Every component on a Florida roof — the tile, the underlayment, the flashings, the fasteners — must carry a state-issued product approval before it can be installed. There are two systems. They are not interchangeable.
Florida Product Approval (FPA)
The state-wide system, administered by the Florida Department of Business and Professional Regulation. Every product certified for installation anywhere in Florida outside of Miami-Dade and Broward counties carries an FPA number, typically in the format "FL-####" or "FL-#####".
You can look up any product's FPA at the state portal (floridabuilding.org). The lookup will tell you the wind speed rating, the eligible installation zones, the manufacturer, and the approved attachment methods.
Miami-Dade NOA (Notice of Acceptance)
A separate system, administered by Miami-Dade County, for products installed in the HVHZ — Miami-Dade and Broward counties. The NOA represents a more rigorous test protocol than FPA, with stricter wind, water, and impact criteria.
NOAs are numbered (e.g., "NOA 19-0814.02") and are looked up at the Miami-Dade Building Code portal.
A product can have FPA and not NOA. It cannot have NOA without also satisfying the broader Florida tests. Within the HVHZ, only NOA-approved products may be installed.
Why this matters for your roof
If your home is in the HVHZ, your roofer must be installing products with current NOAs. An expired NOA cannot be used; expired-NOA products on a roof can void warranty and can complicate insurance claims.
If your home is anywhere else in Florida, FPA-approved products are sufficient. NOA-approved products are also acceptable (they exceed the requirement) but typically cost more.

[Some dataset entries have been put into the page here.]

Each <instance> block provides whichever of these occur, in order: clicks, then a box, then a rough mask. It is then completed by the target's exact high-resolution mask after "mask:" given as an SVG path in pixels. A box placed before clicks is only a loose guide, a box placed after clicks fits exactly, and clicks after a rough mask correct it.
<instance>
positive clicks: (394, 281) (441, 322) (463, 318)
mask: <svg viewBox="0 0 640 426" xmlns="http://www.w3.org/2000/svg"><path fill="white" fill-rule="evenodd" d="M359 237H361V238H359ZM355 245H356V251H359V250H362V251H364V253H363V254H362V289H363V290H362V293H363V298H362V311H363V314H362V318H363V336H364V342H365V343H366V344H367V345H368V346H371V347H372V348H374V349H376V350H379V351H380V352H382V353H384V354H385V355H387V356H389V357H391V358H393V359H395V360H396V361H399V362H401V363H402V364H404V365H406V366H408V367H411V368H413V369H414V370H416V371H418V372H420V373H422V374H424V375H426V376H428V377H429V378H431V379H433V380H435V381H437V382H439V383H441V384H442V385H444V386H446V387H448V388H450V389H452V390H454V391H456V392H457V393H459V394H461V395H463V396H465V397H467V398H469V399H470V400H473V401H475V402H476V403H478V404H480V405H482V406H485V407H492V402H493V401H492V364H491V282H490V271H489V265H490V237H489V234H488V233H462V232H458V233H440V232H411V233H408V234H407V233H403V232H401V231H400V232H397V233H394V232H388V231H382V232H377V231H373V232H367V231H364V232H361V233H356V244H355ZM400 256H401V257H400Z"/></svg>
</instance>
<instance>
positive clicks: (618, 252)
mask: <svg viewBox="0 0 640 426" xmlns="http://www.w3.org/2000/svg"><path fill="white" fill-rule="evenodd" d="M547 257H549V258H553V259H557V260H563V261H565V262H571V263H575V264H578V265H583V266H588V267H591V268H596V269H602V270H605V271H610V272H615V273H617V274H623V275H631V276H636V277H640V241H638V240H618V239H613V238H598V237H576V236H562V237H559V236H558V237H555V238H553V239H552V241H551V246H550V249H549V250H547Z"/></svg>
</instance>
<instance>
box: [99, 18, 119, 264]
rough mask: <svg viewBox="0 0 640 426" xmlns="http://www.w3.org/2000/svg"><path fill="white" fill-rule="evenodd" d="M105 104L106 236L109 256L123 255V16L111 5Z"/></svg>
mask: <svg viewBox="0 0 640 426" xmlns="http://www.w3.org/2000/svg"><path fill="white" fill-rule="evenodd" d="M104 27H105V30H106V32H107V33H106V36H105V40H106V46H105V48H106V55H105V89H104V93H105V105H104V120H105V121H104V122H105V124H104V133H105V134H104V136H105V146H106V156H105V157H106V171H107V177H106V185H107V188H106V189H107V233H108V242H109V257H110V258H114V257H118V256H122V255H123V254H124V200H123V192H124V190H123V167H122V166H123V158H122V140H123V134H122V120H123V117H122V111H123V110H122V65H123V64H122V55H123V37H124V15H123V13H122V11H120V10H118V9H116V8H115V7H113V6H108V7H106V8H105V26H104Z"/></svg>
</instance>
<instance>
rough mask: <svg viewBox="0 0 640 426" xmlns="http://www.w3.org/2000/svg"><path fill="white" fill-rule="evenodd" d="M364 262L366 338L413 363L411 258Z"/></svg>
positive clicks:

What to ask your contractor
Three documents should appear in your closeout package:
- The FPA or NOA number for each major component: tile, underlayment, fasteners, ridge venting.
- The current approval status at the time of installation. (Some products carry continuously renewed approvals; others lapse.)

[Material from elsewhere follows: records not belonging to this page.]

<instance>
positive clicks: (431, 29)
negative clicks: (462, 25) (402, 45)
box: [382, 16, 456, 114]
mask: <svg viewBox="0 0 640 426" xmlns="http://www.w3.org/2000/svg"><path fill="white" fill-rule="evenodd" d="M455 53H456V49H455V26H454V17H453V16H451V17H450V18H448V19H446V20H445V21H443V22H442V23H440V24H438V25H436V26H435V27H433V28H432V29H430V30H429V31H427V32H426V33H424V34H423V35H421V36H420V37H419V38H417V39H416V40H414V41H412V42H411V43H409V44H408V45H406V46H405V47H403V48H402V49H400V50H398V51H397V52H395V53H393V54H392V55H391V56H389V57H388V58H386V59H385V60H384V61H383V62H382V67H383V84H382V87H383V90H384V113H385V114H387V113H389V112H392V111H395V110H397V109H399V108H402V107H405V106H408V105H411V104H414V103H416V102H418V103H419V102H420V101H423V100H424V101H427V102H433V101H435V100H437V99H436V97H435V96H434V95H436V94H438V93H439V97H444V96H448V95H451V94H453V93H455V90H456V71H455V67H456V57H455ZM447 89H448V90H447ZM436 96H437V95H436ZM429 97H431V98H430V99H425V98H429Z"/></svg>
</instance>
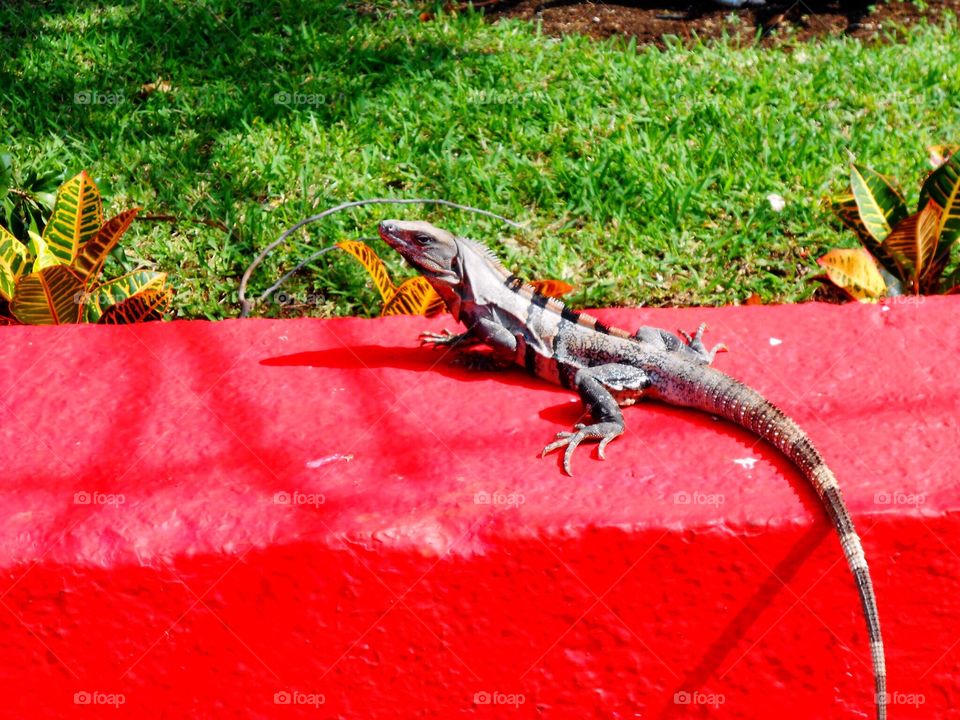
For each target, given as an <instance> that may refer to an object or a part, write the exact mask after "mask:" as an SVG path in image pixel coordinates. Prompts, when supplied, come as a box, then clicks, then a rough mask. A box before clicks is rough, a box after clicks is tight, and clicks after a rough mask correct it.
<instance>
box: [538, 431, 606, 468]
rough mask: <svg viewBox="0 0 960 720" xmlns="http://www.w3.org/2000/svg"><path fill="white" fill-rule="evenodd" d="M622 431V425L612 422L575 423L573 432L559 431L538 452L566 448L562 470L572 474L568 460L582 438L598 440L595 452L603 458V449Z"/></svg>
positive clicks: (593, 439)
mask: <svg viewBox="0 0 960 720" xmlns="http://www.w3.org/2000/svg"><path fill="white" fill-rule="evenodd" d="M622 432H623V426H622V425H619V424H617V423H612V422H602V423H595V424H593V425H584V424H583V423H577V424H576V425H574V426H573V432H559V433H557V439H556V440H554V441H553V442H552V443H550V444H549V445H547V446H546V447H545V448H544V449H543V451H542V452H541V453H540V457H544V456H545V455H546V454H547V453H551V452H553V451H554V450H559V449H560V448H566V449H565V450H564V451H563V471H564V472H565V473H566V474H567V475H570V476H571V477H572V476H573V472H572V471H571V470H570V462H571V461H572V460H573V452H574V450H576V449H577V447H578V446H579V445H580V443H582V442H583V441H584V440H597V439H599V440H600V446H599V447H598V448H597V454H598V455H599V456H600V459H601V460H605V459H606V456H605V455H604V450H605V449H606V447H607V445H608V444H609V442H610V441H611V440H613V439H614V438H615V437H617V436H618V435H620V434H621V433H622Z"/></svg>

- The attachment table referenced in the approval document — the specific spacing and pattern.
If your contractor cannot produce these on request, that is a flag.
A note on substitutions
Substitutions are common in roofing — the underlayment specified at contract is sometimes unavailable at delivery, and a contractor will substitute "an equivalent product." The substitute must carry its own current approval, ideally with the same wind speed rating and the same attachment requirements. We list substitution standards in writing for every contract because the field substitution is where compliance breakages most often occur.